ABD’nin Finansal Hegemonyasını Zayıflatan Üç Faktör
Dünyadaki bütün ülkelerin altın karşılığını terk etmelerine karşın doların altın karşılığında basılması, dünya çapında kabul edilmesini kolaylaştırdı. Bu gelişmede kuşkusuz ABD ekonomisinin, dünya ekonomisindeki büyüklüğü, dünya ticaret hacmindeki yeri, küresel finans sistemindeki önemi belirleyici bir etkendi. Dünyada merkez bankaları rezerv olarak altının yanında dolar tutar oldular. Çünkü dış dünyayla alış verişte en çok kabul gören araç dolardı. Dolar öylesine egemenlik kurdu ki dünyanın her ülkesinde ülkenin parası kadar hatta bazen ondan bile fazla tercih edilir oldu. Bu gelişmeye petrol ve altın gibi çok önemli iki malın dolarla fiyatlandırılıyor olması da büyük katkı yaptı. Dolar zaten altın karşılığı basıldığı için altının dolarla fiyatlandırılması zor olmadı. Petrolün dolarla fiyatlandırılmasıysa, altın standardından vazgeçildiği dönemde, ABD ile OPEC ülkeleri arasında yapılan bir anlaşma ile gerçekleşti.

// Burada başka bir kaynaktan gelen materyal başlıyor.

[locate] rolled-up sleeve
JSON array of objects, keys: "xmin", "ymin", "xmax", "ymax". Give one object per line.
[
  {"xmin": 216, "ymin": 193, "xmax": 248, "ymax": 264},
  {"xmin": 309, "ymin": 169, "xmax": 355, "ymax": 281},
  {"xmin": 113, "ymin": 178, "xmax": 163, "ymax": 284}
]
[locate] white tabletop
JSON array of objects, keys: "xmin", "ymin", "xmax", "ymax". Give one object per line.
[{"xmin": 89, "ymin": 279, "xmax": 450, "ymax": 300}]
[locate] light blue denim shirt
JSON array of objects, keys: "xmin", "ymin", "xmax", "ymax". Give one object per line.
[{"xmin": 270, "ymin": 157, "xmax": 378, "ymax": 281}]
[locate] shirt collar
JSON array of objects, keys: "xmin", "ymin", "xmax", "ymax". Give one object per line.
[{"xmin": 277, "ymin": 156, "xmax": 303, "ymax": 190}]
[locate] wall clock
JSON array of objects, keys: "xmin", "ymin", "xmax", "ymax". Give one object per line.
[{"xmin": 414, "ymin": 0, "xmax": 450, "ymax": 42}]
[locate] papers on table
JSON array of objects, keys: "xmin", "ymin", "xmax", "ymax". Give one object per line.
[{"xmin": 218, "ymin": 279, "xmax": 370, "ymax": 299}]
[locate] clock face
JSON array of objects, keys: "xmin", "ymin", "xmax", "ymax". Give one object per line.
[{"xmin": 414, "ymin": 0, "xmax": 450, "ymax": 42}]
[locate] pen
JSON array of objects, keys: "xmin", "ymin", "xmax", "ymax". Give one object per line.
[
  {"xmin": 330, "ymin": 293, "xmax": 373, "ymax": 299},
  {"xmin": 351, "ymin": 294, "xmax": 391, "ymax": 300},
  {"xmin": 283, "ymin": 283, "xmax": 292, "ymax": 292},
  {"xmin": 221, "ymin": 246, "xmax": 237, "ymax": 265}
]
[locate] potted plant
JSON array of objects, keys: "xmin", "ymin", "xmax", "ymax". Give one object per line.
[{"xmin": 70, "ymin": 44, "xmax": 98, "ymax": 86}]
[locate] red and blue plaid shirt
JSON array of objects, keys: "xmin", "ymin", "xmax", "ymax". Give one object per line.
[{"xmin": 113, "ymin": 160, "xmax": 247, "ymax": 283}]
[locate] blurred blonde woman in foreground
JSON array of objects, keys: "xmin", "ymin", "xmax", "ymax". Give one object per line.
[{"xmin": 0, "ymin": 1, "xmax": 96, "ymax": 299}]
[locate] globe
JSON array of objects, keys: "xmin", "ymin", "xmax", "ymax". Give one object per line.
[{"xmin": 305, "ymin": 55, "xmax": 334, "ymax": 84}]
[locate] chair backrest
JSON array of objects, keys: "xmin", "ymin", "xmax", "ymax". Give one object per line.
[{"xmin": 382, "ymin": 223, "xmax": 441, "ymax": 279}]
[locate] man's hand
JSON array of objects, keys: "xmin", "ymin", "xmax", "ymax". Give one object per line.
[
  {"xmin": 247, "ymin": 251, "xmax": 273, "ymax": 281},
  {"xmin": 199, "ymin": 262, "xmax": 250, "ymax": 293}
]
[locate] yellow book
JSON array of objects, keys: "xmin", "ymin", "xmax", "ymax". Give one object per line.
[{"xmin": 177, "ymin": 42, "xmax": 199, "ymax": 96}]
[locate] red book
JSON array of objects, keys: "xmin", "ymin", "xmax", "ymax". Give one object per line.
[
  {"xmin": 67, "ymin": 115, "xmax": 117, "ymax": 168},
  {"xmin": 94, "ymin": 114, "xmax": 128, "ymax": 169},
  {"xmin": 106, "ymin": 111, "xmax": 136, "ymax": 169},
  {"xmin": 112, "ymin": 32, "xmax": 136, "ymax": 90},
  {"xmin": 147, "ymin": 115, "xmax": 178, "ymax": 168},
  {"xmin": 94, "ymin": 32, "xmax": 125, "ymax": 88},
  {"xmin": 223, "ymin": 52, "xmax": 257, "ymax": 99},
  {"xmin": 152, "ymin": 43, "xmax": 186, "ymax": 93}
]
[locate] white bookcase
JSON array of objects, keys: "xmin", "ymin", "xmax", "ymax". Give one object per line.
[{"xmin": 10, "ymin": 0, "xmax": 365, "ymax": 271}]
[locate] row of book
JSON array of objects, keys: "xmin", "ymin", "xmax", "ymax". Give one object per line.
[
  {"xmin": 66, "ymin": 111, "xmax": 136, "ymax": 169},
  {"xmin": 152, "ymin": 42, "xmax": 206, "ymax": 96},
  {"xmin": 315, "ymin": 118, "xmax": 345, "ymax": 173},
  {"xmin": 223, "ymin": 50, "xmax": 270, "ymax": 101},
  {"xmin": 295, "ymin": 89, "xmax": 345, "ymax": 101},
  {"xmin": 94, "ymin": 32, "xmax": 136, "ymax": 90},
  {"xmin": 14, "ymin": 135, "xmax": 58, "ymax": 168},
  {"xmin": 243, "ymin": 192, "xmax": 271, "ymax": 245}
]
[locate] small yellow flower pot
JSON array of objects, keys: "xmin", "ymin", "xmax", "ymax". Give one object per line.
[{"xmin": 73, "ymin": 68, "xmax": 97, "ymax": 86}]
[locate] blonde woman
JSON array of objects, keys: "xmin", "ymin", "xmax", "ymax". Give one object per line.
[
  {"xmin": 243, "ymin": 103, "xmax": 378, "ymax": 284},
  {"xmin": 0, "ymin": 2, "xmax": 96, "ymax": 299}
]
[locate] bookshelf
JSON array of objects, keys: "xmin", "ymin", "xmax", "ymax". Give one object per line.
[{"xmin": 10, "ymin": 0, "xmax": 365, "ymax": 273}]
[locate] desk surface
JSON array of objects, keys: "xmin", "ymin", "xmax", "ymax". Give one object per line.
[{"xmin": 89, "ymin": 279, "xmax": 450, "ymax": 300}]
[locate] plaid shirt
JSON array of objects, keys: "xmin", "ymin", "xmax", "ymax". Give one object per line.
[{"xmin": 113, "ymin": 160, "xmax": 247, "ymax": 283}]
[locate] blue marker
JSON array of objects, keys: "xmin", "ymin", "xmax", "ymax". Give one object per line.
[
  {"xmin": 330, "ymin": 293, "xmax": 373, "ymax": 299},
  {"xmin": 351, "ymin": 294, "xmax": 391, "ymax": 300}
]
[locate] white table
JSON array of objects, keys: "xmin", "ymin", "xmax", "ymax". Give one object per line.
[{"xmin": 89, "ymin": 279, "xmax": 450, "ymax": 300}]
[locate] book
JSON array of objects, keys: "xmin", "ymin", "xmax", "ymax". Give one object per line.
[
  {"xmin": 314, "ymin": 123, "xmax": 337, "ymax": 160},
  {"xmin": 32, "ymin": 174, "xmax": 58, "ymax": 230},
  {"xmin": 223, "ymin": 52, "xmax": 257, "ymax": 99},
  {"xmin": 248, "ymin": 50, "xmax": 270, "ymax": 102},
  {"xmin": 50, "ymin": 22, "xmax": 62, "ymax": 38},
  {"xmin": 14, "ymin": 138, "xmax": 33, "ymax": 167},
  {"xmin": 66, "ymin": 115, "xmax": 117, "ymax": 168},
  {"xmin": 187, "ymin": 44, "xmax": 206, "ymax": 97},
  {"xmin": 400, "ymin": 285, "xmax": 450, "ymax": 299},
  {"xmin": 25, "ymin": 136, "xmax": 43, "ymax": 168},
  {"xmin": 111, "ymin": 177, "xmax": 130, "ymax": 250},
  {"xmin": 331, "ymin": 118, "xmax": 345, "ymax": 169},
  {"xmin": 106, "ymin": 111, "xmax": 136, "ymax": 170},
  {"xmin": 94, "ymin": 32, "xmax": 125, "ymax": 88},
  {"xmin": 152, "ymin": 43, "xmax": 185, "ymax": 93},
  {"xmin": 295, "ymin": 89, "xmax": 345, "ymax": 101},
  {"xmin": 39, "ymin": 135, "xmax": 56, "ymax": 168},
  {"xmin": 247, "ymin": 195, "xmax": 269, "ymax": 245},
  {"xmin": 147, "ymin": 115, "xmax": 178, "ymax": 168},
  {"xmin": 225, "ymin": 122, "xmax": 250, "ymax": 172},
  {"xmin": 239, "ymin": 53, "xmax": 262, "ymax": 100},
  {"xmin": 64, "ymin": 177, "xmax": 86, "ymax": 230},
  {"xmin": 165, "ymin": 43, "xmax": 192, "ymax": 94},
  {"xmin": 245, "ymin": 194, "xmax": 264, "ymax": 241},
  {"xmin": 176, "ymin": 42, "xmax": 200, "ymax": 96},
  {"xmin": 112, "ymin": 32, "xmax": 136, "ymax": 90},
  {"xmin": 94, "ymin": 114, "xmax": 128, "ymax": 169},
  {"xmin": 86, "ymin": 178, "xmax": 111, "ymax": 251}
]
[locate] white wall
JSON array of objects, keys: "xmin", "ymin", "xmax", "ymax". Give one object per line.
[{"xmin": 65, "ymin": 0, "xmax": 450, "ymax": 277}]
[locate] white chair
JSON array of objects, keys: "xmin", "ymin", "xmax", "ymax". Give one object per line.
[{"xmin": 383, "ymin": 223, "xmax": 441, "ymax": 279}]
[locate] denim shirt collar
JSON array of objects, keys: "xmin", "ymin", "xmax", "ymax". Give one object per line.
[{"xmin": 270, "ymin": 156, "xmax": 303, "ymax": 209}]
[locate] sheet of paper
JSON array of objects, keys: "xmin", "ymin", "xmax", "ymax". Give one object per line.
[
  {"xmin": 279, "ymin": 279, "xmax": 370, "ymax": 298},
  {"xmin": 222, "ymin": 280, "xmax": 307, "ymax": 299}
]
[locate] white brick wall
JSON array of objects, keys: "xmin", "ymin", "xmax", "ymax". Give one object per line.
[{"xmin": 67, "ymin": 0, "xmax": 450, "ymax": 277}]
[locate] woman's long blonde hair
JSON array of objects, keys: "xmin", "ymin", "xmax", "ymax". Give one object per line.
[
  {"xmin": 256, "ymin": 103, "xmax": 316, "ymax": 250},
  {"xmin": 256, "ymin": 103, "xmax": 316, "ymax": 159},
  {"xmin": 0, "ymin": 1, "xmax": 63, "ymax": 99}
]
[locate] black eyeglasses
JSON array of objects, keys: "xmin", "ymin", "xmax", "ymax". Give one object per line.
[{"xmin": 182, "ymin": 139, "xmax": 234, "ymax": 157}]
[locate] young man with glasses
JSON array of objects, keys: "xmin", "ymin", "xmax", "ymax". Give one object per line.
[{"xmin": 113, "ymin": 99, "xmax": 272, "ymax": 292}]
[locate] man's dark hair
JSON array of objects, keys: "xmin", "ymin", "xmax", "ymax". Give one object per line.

Vietnam Savaşının yarattığı mali ve parasal sıkıntılarla bunalan ABD, 1971 yılında doların altın karşılığı olarak basılması ilkesini terk edince karşılıksız kâğıt para basan ekonomiler arasına katılmış oldu. O zamana kadar karşılıksız para basan ekonomiler, paralarını bir anlamda dolar üzerinden altınla ilişkilendirdikleri için, bu gelişmeden sonra dünyadaki bütün kâğıt paralar karşılıksız kalmış oldu. Hegemonik paranın altına endeksli olduğu ve-ya sabit kur sisteminin geçerli olduğu dönemler, hegemon paranın değerinin daha stabil ve öngörülebilir olduğu, değer oynamalarında ise ulus devletlere bunu telafi edebilecek manevra alanları bıraktığı için, hegemonik sistemin daha istikrarlı olduğu dönemlerdi. İthalata bağımlı çevre ülkeler nezdinde de daha korunaklı ve bu anlamda daha güçlü bir rızaya sahip bir finansal sistemdi söz konusu olan. 1881-1913 yılları arasını kapsayan altın standardı dönemi, 1919-1938 iki dünya savaşı arası dönem, 1946-1970 Bretton Wods dönemi ve 1974-1989 dalgalı kur dönemi karşılaştırıldığında bu durumu net olarak görmek olasıdır. Önce altın standartının kaldırılarak Bretton Wods sisteminin çökmesi ve ardından neo liberal modelin gereği olarak serbest kura geçilmesi, sistemi istikrarsızlaştı ve öngörülemez kıldı. Dolar ile yerli paralar arasındaki değer farkında öngörülmesi zor büyük dalgalanmalar yaşanmaya başladı. Üstelik ulus devletler neo liberalizmin piyasa merkezli yaklaşımın egemenliği nedeniyle, bu dalgalanmaların olumsuz etkilerini sınırlamak amaçlı piyasaya müdahale etme kudret ve araçlarından da büyük ölçüde yoksun kalmıştı. Bir başka bölümde ayrıntılı biçimde ele aldığımız üzere neo liberalizm ABD’yi, rıza boyutu zayıflayan, zorlayıcı-buyurgan boyutu öne çıkan bir hegemonik güce dönüştürmeye başlamıştı. Finansal alanda da bu aynı gerçeği müşahede etmek olanaklı. Ama bu zorlayıcı-buyurgan boyut iki nedenle çok daha belirgin hale geldi. ABD hegemonyasının ekonomik temellerinin zayıflaması ve alternatif yeni hegemonya adaylarının öne çıkmaya başlaması… ABD bu gelişmelerden sonra, zayıflayan hegemonyasını güçlü olduğu iki alan üzerinden ve baskıcı yöntemlerle yeniden tesis etme çabasına yöneldi. Askeri güç ve finansal güç… Yalnızca askeri gücünü değil finansal gücünü de buyurgan politikalarının kabulü doğrultusunda bir zor aracı olarak kullanmaya başladı. Bu yöntem, tam tersine ABD hegemonyasına ilişkin “rıza” yı da ciddi ölçüde aşındıran sonuçlar üretti.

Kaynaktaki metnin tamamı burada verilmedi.